Handys an, jetzt ist Unterricht

Das Friedrich-Gymnasium probt die digitale Revolution.

  1. Die Schüler pfeifen aufs Handy, aber nur, um mit einer App den Schallpegel zu messen. Foto: Michael Bamberger

Ausgerechnet die Humanisten führen die digitale Revolution an Freiburgs Schulen an. Das Friedrich-Gymnasium unterrichtet mit Smartphone und Tablets, alle Klassenzimmer haben W-Lan und die Schüler mehr Spaß. Die Modellschule zeigt, was möglich ist – und dass auf die Stadt Millioneninvestitionen für ihre gut 70 Schulen zukommen.

Die Tafel ist runtergeschoben, der Beamer wirft ein Video an die Wand.
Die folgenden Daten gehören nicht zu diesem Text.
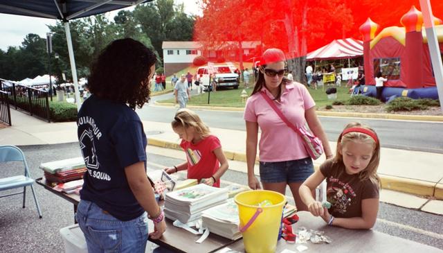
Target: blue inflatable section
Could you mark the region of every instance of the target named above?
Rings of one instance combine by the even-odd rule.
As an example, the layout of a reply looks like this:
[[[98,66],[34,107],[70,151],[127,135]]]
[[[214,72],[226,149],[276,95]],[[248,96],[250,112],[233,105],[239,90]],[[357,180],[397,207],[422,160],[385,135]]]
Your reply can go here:
[[[360,91],[363,95],[367,96],[372,96],[375,98],[377,96],[377,89],[374,85],[365,85],[360,88],[360,91],[357,89],[354,89],[354,93]],[[436,87],[429,88],[419,88],[419,89],[404,89],[399,87],[385,87],[383,89],[381,93],[381,98],[383,101],[390,101],[392,98],[407,96],[413,99],[419,98],[431,98],[438,99],[438,91]]]

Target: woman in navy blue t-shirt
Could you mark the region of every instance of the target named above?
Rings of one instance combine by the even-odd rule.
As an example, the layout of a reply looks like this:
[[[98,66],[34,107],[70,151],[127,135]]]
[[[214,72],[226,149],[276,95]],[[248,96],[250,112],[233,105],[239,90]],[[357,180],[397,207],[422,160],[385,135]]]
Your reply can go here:
[[[92,95],[77,121],[87,171],[76,218],[90,253],[145,252],[148,217],[152,238],[166,229],[146,175],[146,136],[135,112],[149,101],[156,61],[143,44],[123,39],[109,44],[92,65]]]

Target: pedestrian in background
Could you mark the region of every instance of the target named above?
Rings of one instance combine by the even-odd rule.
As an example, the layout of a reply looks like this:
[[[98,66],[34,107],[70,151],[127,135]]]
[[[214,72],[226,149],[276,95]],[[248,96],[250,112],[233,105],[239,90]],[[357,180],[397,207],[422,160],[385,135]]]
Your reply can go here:
[[[143,253],[147,219],[154,222],[152,238],[166,229],[146,175],[146,135],[135,112],[149,101],[156,62],[152,50],[127,38],[109,44],[91,69],[92,95],[77,121],[89,172],[75,214],[89,252]]]
[[[288,73],[288,79],[293,81],[293,76],[292,76],[292,71],[289,71],[289,73]]]
[[[185,108],[188,101],[191,98],[188,86],[186,85],[186,76],[182,74],[174,87],[175,103],[178,103],[180,108]]]
[[[171,78],[171,85],[172,87],[175,87],[175,83],[177,82],[179,78],[175,76],[175,73],[174,73],[174,75],[172,75],[172,78]]]
[[[249,73],[249,70],[248,68],[244,69],[244,71],[243,71],[243,82],[244,82],[244,87],[249,87],[249,78],[251,78],[251,73]]]
[[[307,79],[307,87],[311,86],[312,82],[312,67],[311,64],[308,64],[306,67],[306,78]]]
[[[386,82],[388,79],[381,76],[381,72],[377,73],[375,78],[375,89],[377,89],[377,98],[381,101],[381,93],[383,92],[383,88],[384,86],[384,82]]]
[[[188,88],[189,88],[189,89],[192,90],[192,77],[194,76],[192,76],[192,73],[190,73],[190,72],[188,72],[188,74],[186,74],[186,80],[188,80]]]
[[[163,90],[166,89],[166,76],[165,76],[164,73],[161,74],[161,85]]]
[[[160,91],[163,90],[163,86],[161,85],[161,76],[160,73],[157,73],[155,76],[155,86],[154,87],[154,91]]]
[[[284,112],[293,125],[307,124],[323,143],[327,158],[332,157],[326,134],[317,118],[315,102],[303,85],[284,77],[286,58],[278,49],[264,51],[252,94],[248,98],[244,119],[246,126],[248,184],[260,188],[254,174],[258,129],[260,180],[265,190],[284,195],[287,185],[292,193],[298,210],[307,210],[298,194],[298,188],[314,173],[312,159],[299,134],[288,127],[268,104],[267,96]]]

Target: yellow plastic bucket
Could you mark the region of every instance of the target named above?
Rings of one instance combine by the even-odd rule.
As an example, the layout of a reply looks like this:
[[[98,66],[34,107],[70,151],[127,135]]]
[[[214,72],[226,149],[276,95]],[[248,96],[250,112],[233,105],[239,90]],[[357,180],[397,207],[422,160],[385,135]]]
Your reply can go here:
[[[235,195],[240,220],[239,229],[243,234],[244,249],[248,253],[275,252],[282,223],[284,195],[265,190],[248,191]],[[272,204],[259,207],[264,200]]]

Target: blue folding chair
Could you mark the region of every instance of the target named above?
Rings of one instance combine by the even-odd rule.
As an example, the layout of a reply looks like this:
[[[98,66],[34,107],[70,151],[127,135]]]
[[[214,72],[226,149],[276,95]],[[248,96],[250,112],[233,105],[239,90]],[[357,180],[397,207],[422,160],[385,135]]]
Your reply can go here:
[[[0,162],[23,162],[25,167],[24,175],[20,175],[5,178],[0,178],[0,191],[6,191],[16,188],[23,187],[23,191],[15,193],[4,195],[0,198],[12,196],[14,195],[23,194],[23,208],[25,208],[25,200],[26,197],[26,186],[30,186],[34,195],[34,200],[37,206],[37,211],[39,212],[39,217],[42,218],[42,211],[40,211],[40,206],[39,201],[37,200],[35,192],[34,191],[34,180],[30,177],[29,174],[29,168],[25,159],[25,155],[19,148],[15,146],[0,146]]]

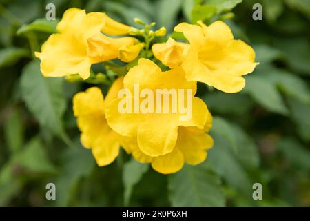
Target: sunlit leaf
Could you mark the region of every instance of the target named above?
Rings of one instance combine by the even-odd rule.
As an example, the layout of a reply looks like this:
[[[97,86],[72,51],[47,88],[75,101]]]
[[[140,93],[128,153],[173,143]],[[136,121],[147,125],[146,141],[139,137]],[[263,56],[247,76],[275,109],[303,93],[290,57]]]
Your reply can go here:
[[[172,206],[225,206],[220,180],[205,163],[170,175],[168,188]]]

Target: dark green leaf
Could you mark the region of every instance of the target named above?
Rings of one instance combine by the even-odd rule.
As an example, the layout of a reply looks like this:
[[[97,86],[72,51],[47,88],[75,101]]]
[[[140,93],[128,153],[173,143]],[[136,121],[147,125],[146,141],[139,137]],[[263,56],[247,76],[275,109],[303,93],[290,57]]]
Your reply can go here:
[[[37,19],[30,24],[23,25],[17,30],[17,34],[25,34],[29,32],[43,32],[46,33],[56,33],[57,30],[56,26],[59,20],[48,21],[46,19]]]
[[[225,206],[220,180],[205,163],[170,175],[168,189],[172,206]]]
[[[62,78],[44,77],[38,61],[23,70],[21,88],[27,107],[42,126],[60,137],[64,135],[61,117],[66,107],[63,86]]]
[[[248,93],[258,104],[273,112],[288,113],[281,95],[271,82],[258,76],[248,76],[246,82],[244,92]]]
[[[149,164],[138,162],[134,158],[132,158],[124,164],[123,171],[123,185],[125,189],[125,206],[128,206],[134,186],[141,180],[143,174],[147,171],[149,168]]]
[[[6,48],[0,50],[0,68],[15,64],[23,57],[29,56],[28,51],[23,48]]]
Es geht um Lärm, und es ist still in der 8a, die Schülerinnen und Schüler müssen nebenbei einen Lückentext ausfüllen. Lehrer Volker Scheuring drückt auf sein Smartphone, das auf einem Ständer über dem Pult liegt, eine Schülerin legt ihr Arbeitsblatt darunter, das Bild der Handykamera wird an die Wand gebeamt. Alle gehen die Lückenaufgabe zusammen durch.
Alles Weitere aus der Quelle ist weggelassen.